OAK HARBOR, Wash. (NNS) -- Patrol Squadron (VP) 40 executed a pilot proficiency flight on a P-3C patrol aircraft with a crew made up entirely of female aircrew personnel, March 27.
Women have been on board the P-3 for a large part of the aircraft's long history. The aircraft was first operationally deployed in the early 1960s, and the Navy gained its first female P-3 pilot in 1974. Additionally, VP-40 received its first female aircrew in 1991. Women have established a prominent history of service in the aircraft, but rarely is it seen that an entire flight is manned only by women.
"I've never seen a flight like this during my time in the squadron, but I have always wanted to be a part of one," said Lt. Karmann Deburkarte, an instructor tactical coordinator assigned to VP-40. "We've never had the number of women who could fill each of the crew positions we needed all at once."
There are 11 required crew positions on a full tactical flight crew, including three pilots, two flight engineers, two naval flight officers, three sensor operators, and an in-flight technician.
Deburkarte, attached to VP-40 since March 2014, knew her last flight with VP-40 was approaching and brought the idea to Lt. Cmdr. Megan Donnelly, VP-40's future operations officer and the command's senior female pilot.
Preparing a squadron's flight schedule is a highly logistical process, juggling the goals of the squadron with the goals of individuals.
"I asked Lt. Cmdr. Donnelly if we could do something special for my last flight and also celebrate Women's History Month at the same time," said Deburkarte. "She immediately pushed to make this flight a priority."
"Once Cmdr.

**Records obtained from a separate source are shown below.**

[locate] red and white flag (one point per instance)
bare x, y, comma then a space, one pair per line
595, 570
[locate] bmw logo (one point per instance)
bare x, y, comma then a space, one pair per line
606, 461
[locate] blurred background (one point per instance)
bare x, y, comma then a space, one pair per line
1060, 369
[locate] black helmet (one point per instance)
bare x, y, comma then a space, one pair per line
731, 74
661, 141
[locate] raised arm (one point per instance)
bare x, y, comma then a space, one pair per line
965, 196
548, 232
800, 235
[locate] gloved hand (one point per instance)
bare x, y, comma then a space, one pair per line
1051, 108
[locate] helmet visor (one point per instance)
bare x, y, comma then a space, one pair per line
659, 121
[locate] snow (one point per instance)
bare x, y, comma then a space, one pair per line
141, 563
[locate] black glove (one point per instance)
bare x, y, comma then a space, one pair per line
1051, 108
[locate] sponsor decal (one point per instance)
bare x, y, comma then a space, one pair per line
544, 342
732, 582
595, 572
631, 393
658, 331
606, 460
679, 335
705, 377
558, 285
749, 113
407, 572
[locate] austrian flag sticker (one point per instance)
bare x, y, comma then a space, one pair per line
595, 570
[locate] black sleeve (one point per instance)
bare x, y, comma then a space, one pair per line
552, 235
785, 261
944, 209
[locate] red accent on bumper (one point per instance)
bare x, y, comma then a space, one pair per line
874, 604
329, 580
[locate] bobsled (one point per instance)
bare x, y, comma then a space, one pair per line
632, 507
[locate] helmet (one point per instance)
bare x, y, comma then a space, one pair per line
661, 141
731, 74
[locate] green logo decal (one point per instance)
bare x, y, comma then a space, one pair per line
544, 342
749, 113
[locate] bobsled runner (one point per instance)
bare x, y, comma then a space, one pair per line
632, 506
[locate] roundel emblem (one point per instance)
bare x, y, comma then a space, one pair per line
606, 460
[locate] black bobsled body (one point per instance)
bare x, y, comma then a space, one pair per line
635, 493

Shoemaker [the commanding officer of VP-40] gave it the green light, everyone was excited to make it happen," said Naval Aircrewman Operator 2nd Class Elizabeth Elliot, one of the acoustic sensor operators on the flight.
VP-40 is made up of 292 personnel, producing 12 tactical flight crews, an administrative department and an operations department, as well as 12 maintenance branches. More than one out of every four enlisted personnel and more than one out of every 10 officers are female.
"I'm so used to being the only girl in a plane full of guys. So this kind of opportunity is rare, and I was proud to be a part of it," said Elliot.
At the end of the day, while proud of their careers, flying is something that these women are simply trained to do.
"It was exciting in the sense that an all-female flight is so rare," said Lt. j.g. Ali Haas, one of the pilots on the crew. "At the same time, it doesn't feel like too big of a deal because we are all just doing our jobs. We just happen to be women."